We've always done the 7-course version of the Christmas Eve dinner (although never actually on Christmas Eve), and it's based on the wonderful dinners my grandmother prepared every Christmas Eve. The dinner features such standbys as pierogi and kapusta, but I've abandoned the no-meat feature of the traditional Wigilia because everyone expects kielbasa and my mother's recipe for golabki is the best ever. I  don't serve the traditional carp. As kids, when my sister and I arrived at my grandparents' apartment in Chicago, we'd see the carp swimming in the bathtub. Of course we'd name them and feed them, but were very unhappy Christmas Eve morning when we learned that grandpa had killed them!
But I do introduce our diners to some of the wonderful Wigilia customs--straw and coins under the tablecloth, a candle in the window and an empty seat and place setting reserved for any stranger who does not have a place to go for dinner that evening.

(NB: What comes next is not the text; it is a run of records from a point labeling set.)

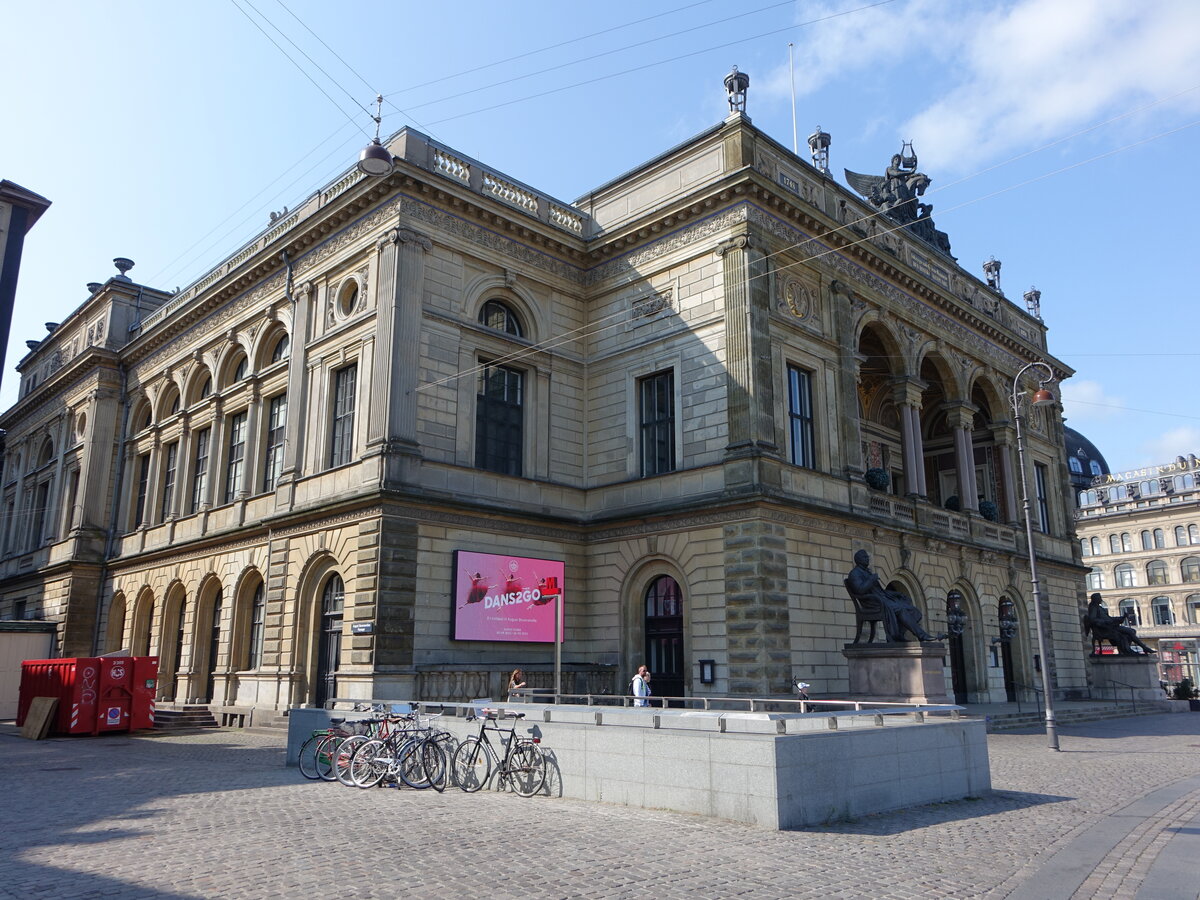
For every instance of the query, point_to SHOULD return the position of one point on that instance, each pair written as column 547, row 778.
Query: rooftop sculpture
column 895, row 193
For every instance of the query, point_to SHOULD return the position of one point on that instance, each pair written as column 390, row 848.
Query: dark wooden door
column 664, row 637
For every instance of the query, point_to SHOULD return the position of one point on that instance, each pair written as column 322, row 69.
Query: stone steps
column 1013, row 721
column 184, row 718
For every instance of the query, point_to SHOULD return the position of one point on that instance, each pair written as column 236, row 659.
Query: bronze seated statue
column 1114, row 629
column 874, row 603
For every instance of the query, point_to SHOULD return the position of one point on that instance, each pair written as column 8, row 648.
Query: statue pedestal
column 1113, row 677
column 899, row 672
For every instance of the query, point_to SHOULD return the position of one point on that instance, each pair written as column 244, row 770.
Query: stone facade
column 264, row 478
column 1140, row 534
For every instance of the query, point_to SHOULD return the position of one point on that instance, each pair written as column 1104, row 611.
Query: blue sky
column 1060, row 136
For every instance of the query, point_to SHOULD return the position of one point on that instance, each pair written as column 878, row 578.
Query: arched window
column 348, row 297
column 1161, row 606
column 1191, row 569
column 1193, row 604
column 282, row 348
column 255, row 639
column 501, row 317
column 1128, row 606
column 1125, row 574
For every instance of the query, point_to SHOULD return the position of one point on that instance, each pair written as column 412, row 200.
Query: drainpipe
column 111, row 539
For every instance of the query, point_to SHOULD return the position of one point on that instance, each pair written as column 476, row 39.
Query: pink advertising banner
column 502, row 598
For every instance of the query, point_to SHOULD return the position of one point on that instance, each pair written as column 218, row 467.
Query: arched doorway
column 1007, row 622
column 664, row 636
column 210, row 663
column 329, row 652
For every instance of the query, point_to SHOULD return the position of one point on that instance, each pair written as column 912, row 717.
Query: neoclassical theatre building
column 699, row 390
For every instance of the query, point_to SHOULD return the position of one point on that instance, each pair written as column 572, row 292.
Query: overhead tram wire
column 658, row 63
column 251, row 19
column 557, row 46
column 352, row 69
column 575, row 334
column 581, row 60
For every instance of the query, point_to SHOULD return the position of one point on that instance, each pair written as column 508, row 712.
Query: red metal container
column 96, row 694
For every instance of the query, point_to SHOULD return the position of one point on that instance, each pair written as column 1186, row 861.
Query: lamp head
column 1042, row 397
column 376, row 160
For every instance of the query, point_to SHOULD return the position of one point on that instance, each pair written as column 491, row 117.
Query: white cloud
column 1170, row 444
column 1086, row 401
column 1011, row 76
column 1042, row 69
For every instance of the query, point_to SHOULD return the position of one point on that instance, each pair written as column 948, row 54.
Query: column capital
column 403, row 235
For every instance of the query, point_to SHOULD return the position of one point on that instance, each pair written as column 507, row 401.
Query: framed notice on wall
column 503, row 598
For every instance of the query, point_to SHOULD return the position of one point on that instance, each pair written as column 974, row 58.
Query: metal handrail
column 1037, row 695
column 1132, row 688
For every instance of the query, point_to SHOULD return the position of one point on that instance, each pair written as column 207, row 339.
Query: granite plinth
column 901, row 672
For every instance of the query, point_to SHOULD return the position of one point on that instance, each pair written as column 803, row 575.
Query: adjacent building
column 1139, row 532
column 694, row 393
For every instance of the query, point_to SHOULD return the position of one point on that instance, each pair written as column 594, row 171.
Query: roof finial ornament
column 819, row 143
column 736, row 85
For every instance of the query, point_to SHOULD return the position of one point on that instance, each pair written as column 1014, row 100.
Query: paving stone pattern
column 219, row 815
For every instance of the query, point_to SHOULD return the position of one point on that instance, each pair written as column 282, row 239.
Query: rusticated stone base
column 901, row 672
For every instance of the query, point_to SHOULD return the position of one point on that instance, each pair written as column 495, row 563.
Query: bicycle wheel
column 325, row 753
column 433, row 763
column 345, row 756
column 527, row 769
column 472, row 765
column 367, row 766
column 309, row 756
column 408, row 765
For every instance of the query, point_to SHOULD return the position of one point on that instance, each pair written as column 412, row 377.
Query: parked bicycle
column 522, row 766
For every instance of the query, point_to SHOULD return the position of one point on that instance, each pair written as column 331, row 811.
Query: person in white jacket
column 641, row 687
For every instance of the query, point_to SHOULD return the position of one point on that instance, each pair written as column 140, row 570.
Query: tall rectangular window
column 342, row 439
column 41, row 501
column 235, row 465
column 201, row 468
column 799, row 415
column 139, row 507
column 499, row 420
column 171, row 466
column 276, row 424
column 655, row 419
column 1039, row 480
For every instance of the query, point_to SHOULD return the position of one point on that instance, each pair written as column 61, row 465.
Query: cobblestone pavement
column 1115, row 815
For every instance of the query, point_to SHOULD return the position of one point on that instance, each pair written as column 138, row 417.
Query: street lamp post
column 1041, row 397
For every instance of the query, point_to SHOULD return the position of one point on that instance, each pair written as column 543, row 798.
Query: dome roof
column 1080, row 448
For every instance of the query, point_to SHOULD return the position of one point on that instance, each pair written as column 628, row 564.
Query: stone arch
column 263, row 349
column 142, row 625
column 197, row 378
column 211, row 607
column 517, row 297
column 114, row 629
column 639, row 579
column 174, row 660
column 245, row 587
column 305, row 645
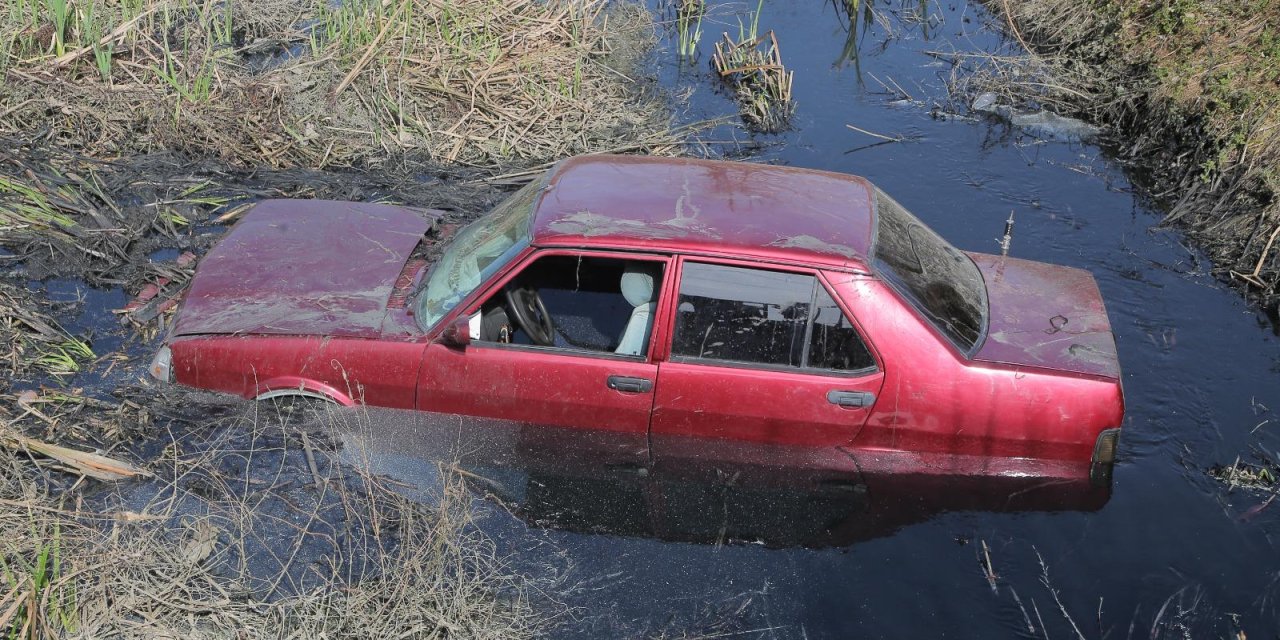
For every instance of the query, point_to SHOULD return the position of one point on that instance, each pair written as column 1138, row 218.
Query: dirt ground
column 132, row 132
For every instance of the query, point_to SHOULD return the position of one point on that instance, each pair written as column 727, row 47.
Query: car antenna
column 1009, row 234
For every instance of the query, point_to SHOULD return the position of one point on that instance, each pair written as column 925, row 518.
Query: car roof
column 707, row 206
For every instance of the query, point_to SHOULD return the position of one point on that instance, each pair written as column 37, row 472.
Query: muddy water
column 1171, row 554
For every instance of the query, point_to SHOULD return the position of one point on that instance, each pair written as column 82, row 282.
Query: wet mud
column 1182, row 544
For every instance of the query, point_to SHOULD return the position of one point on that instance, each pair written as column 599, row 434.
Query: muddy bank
column 132, row 135
column 311, row 83
column 1189, row 92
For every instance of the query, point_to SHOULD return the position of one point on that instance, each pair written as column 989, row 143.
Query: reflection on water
column 567, row 480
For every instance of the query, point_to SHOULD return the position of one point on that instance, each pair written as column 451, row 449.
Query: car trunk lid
column 1046, row 316
column 304, row 266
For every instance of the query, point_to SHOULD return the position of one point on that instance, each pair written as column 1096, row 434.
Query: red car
column 667, row 309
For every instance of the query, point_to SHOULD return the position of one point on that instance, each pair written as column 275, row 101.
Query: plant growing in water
column 689, row 27
column 37, row 602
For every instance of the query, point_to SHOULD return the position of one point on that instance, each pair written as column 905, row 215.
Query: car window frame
column 533, row 255
column 671, row 311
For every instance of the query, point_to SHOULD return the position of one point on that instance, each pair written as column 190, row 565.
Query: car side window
column 833, row 342
column 767, row 318
column 588, row 304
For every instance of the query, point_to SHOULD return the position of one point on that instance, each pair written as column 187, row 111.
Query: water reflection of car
column 679, row 307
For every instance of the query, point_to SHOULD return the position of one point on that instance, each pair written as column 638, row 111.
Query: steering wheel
column 526, row 307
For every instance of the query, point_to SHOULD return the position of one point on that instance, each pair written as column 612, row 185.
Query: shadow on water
column 755, row 548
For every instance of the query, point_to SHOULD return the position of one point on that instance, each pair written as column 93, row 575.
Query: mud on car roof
column 773, row 213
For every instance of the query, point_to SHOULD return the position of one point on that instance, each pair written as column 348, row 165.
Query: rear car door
column 764, row 368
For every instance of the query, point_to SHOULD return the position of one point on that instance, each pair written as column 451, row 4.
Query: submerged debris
column 1040, row 123
column 318, row 83
column 1264, row 475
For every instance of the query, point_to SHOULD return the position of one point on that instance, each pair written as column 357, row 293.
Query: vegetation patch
column 246, row 526
column 320, row 83
column 1192, row 88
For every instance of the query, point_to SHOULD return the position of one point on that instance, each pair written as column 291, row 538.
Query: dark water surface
column 1171, row 554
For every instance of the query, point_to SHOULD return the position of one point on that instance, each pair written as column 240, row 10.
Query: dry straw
column 316, row 83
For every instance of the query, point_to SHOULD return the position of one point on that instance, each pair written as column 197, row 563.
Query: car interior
column 576, row 302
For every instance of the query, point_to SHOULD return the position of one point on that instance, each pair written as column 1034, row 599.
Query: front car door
column 581, row 398
column 766, row 369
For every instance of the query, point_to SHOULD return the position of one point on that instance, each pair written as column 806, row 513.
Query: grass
column 1193, row 86
column 245, row 536
column 689, row 27
column 753, row 67
column 320, row 83
column 64, row 357
column 40, row 600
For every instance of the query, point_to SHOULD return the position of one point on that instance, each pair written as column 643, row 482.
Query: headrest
column 638, row 283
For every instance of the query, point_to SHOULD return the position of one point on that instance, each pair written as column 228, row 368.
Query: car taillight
column 161, row 365
column 1105, row 449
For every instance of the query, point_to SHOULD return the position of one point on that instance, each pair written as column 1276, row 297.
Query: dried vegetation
column 319, row 83
column 247, row 529
column 1193, row 90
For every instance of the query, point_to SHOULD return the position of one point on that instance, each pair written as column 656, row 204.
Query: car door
column 579, row 401
column 764, row 368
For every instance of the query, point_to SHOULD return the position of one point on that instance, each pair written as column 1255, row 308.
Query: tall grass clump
column 689, row 27
column 1191, row 87
column 753, row 67
column 319, row 83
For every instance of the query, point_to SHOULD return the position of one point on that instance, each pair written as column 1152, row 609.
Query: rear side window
column 767, row 318
column 833, row 342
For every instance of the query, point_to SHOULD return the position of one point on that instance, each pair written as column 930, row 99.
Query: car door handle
column 850, row 400
column 627, row 384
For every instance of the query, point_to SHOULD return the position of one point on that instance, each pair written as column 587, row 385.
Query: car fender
column 286, row 387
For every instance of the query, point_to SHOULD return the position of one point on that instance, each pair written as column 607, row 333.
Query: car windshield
column 475, row 254
column 938, row 279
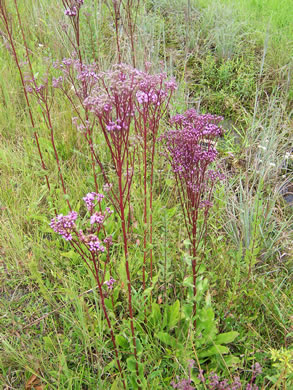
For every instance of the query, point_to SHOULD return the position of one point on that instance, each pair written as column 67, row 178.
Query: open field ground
column 192, row 288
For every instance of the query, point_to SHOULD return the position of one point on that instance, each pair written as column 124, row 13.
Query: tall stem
column 108, row 321
column 125, row 240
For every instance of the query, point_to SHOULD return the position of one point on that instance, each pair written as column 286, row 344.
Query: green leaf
column 214, row 350
column 225, row 338
column 167, row 339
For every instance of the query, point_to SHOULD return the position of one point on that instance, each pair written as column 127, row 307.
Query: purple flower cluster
column 214, row 382
column 190, row 149
column 190, row 145
column 64, row 224
column 73, row 8
column 94, row 244
column 110, row 283
column 182, row 384
column 117, row 96
column 91, row 198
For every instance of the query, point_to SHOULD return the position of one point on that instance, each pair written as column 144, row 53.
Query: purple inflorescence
column 182, row 384
column 94, row 244
column 110, row 283
column 64, row 224
column 190, row 144
column 97, row 218
column 91, row 198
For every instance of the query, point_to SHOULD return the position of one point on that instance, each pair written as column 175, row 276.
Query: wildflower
column 97, row 218
column 201, row 376
column 90, row 198
column 110, row 283
column 56, row 82
column 64, row 224
column 94, row 244
column 108, row 240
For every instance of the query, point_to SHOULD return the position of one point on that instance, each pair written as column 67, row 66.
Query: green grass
column 232, row 58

Perhaps the most meaningful custom to our diners is the Oplatek, when everyone breaks a bit of the wafer and shares it, along with their blessing, with each member of the party. Every person who has enjoyed one of our dinners is charmed by the beauty of these customs.
Jeanette, who is of French ancestry, and I always bicker a bit (but playfully and lovingly) about the menu. "No" I tell her to such suggestions as onions in the royal potatoes, crackers with the appetizers, and a fruit plate with pineapples or bananas. None of these appeared on my grandmother's table, and they don't appear in the cookbook she gave me, "Treasured Polish Recipes for Americans," which was first printed in 1948. I think it's still in print, and I'd recommend it to anyone.
But best of all, hosting these dinners carries me back to my grandparents' apartment and the wonderful evening they provided for us every December 24th. It reminds me of my heritage, and of how special that heritage truly is. 


Tuesday, February 7, 2017

My Mother's Daughter

Have you missed me? It's been a long time since I posted. I've been busy revising a textbook which was published in 2007--but now that task is almost done, and I'm soon to be FREE! to seriously work on my fiction again.

I just finished a revision of my as-of-yet unpublished novel My Mother's Daughter, which is set in 19th Century Natchez. When I visited Natchez several years ago, I was intrigued to learn about all the "mail order brides" who traveled from places like Philadelphia all the way down the Mississippi to marry men they had never met. I couldn't stop wondering what would cause a 19th Century woman to do such a thing, and from that wondering came my character Eugenia Meier. My Mother's Daughter follows Eugenia's and her children's stories to the end of the Civil War.

I'm hoping to see My Mother's Daughter published by fall. Once I can realistically expect publication, I'll post the first three chapters. I think you'll like it!